Actually, we did think of this concern about data leakage, and one of our reviewers also raised the same question, so here is our thoughts on this:

  1. A protein sequence language model such as ESMs can by no means design sequences for given structures on their own, regardless of whether or not the proteins are part of a pLM's training data. A workaround to use pLMs for structure-based sequence design is to "revise" the predicted sequences from an existing inverse folding model (e.g., ProteinMPNN), as what we did in our preliminary study for proof-of-concept. There are gains but moderate (~49% -> ~50% in sequence recovery), although nearly half (i.e., 49%) of the input sequences were identical to the native ones. Instead, our approach endows a pLM with the capability of structure-based sequence design. This means that even for the structure of a native protein sequence present in the protein sequence pretraining data, we suggest that it does meet the expectation for the model to predict sequences that are correlated to this native one.
  2. To further eliminate the potential concern of model memorization and ensure that our model is capable of generalizing, we conducted experiments on a set of recently released proteins from the protein data bank (PDB).
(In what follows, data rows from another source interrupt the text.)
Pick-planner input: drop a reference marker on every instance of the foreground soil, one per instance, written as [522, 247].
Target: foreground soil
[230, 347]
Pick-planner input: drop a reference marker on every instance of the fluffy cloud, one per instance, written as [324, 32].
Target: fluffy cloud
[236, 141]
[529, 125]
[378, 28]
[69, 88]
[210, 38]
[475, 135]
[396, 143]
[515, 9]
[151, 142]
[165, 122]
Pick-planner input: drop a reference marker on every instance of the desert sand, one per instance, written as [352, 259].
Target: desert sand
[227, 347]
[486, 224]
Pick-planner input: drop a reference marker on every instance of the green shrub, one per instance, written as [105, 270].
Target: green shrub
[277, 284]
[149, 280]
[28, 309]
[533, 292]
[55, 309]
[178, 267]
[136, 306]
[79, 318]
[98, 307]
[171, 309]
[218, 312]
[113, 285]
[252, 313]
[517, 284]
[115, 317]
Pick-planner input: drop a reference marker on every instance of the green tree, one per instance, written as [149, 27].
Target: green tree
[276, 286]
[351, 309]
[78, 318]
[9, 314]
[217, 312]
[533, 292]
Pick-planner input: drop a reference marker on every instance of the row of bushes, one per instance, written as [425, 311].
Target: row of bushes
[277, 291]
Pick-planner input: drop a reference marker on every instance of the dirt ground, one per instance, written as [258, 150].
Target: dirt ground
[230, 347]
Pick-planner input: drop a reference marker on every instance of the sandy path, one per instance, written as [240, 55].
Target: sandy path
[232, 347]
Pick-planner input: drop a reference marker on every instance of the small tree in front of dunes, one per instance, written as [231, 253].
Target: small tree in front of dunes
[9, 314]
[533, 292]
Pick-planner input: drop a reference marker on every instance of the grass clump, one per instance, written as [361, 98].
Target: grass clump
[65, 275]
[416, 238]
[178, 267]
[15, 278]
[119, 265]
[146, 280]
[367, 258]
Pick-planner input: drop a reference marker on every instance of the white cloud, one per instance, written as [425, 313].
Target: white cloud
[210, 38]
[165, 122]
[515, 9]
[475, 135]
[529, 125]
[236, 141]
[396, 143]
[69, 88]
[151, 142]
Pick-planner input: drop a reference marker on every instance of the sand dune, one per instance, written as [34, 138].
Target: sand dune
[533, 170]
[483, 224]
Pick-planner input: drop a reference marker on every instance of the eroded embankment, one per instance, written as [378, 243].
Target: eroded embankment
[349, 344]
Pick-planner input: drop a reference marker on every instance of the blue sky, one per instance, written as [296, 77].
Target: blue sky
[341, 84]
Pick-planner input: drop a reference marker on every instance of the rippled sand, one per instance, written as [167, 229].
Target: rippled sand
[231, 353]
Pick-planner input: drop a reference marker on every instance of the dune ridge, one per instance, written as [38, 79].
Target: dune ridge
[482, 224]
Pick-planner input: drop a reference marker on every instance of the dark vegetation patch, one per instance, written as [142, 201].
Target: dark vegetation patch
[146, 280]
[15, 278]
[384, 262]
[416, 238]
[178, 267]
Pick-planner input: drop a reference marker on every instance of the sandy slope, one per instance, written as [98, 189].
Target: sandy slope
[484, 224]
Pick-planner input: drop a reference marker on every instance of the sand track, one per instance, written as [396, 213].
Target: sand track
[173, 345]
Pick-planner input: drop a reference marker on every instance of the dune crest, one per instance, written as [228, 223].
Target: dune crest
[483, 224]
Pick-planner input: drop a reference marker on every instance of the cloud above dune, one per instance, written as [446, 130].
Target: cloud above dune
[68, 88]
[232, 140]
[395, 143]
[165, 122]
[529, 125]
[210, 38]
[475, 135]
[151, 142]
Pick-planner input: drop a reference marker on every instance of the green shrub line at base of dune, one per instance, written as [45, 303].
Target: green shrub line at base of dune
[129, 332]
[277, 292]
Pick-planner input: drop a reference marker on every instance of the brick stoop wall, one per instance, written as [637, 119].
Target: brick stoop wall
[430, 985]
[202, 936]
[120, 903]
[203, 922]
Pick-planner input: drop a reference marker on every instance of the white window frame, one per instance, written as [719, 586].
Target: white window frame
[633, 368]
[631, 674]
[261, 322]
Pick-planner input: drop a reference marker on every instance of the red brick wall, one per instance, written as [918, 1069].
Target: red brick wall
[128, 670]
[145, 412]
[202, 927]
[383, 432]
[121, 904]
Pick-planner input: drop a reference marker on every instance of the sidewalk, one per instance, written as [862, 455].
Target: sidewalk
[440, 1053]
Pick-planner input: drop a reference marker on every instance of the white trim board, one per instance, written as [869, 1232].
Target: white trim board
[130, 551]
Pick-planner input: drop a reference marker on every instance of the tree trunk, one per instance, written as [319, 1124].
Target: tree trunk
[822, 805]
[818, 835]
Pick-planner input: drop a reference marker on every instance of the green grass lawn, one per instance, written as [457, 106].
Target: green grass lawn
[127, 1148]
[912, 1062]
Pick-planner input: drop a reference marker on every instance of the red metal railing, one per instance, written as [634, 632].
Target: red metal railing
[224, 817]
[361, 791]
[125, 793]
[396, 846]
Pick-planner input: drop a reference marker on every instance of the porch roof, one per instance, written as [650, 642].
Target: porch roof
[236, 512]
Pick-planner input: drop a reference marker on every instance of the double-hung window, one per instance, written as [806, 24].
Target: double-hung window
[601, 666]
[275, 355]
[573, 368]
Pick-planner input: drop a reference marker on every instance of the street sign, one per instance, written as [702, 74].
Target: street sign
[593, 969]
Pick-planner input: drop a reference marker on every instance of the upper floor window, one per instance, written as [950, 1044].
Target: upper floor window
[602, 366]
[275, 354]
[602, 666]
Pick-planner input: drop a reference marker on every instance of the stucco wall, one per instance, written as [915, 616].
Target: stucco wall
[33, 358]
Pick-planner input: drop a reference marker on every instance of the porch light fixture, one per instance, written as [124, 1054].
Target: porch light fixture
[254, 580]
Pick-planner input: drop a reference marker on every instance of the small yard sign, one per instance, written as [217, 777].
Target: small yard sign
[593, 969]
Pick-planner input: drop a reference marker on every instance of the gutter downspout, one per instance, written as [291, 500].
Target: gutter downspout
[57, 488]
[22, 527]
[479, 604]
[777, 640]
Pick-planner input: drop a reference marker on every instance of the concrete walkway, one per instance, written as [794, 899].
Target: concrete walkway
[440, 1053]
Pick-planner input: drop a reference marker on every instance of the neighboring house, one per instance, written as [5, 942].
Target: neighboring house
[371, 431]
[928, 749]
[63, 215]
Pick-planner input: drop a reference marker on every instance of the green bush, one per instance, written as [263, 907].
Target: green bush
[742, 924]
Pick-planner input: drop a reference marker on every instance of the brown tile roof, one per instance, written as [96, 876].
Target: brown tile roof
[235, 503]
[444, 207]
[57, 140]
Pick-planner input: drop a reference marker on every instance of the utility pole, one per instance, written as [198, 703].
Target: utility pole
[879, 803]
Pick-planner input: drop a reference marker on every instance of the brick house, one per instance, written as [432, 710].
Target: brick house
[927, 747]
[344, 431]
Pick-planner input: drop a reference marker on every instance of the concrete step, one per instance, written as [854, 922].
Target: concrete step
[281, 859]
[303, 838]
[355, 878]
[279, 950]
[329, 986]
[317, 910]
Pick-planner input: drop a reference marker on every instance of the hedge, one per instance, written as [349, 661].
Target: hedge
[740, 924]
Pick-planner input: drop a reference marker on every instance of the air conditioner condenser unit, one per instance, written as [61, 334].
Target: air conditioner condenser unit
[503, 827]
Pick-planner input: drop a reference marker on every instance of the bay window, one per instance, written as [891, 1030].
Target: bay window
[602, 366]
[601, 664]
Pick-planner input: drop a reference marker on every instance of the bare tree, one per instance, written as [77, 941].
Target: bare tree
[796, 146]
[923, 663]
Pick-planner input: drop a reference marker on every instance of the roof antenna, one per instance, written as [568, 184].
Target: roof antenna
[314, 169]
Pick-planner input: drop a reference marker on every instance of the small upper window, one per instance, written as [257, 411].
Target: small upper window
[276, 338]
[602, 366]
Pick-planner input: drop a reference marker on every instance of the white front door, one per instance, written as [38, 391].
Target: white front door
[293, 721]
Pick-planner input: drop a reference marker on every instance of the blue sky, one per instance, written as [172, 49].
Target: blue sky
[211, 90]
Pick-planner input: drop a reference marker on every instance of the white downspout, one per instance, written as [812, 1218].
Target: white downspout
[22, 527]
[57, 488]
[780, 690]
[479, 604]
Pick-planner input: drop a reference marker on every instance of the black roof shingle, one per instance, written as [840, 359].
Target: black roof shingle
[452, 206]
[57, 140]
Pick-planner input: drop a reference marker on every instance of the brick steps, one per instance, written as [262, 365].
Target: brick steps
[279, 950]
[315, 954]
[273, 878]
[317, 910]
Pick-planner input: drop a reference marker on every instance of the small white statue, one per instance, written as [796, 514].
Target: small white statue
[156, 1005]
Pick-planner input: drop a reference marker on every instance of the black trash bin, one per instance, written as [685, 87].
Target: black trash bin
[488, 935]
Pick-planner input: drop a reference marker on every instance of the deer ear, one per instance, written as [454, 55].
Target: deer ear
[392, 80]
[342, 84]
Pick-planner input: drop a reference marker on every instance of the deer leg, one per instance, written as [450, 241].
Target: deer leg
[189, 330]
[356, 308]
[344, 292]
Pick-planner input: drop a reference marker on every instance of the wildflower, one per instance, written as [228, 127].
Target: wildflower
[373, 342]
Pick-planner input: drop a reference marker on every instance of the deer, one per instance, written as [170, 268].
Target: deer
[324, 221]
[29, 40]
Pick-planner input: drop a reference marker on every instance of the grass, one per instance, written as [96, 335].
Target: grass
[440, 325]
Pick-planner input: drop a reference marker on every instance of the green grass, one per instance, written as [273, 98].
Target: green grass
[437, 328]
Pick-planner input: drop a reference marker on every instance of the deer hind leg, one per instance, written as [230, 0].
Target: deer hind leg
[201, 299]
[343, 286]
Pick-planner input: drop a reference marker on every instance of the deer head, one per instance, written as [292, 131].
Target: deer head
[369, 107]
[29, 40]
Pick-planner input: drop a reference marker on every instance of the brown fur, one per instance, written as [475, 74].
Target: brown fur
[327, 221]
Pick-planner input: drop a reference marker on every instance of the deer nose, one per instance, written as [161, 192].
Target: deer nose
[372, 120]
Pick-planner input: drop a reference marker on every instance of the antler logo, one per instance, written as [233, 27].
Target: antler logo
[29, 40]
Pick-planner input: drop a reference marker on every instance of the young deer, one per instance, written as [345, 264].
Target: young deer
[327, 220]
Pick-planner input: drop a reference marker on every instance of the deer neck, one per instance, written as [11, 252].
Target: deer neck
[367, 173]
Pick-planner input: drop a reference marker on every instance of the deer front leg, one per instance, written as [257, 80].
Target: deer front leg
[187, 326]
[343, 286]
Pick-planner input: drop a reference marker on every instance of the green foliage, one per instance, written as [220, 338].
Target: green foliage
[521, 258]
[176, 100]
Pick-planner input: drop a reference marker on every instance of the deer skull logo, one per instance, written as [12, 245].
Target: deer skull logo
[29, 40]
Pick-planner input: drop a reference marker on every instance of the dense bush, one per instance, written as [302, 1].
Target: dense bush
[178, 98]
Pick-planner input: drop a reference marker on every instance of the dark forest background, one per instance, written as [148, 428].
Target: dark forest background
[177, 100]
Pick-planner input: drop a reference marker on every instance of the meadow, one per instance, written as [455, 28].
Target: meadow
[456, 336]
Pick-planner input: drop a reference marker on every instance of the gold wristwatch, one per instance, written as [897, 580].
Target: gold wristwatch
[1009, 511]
Specifically, we curated a dataset of 80 proteins whose sequences were released in 2022, later than the release date of ESM-1b in 2019. Our results show that our approach achieves 52.5% in sequence recovery with 0.86 in scTM score whereas 45.6% and 0.79 for ProteinMPNN, verifying our model's ability to design sequences for new protein structures that were not present in its training data.
seq. recovery scTMScore
ProteinMPNN-CMLM 45.6% 0.79
LM-DESIGN 52.5% 0.86

Hopefully I could address your issue. Feel free to reach out to me if you have any further questions or suggestions!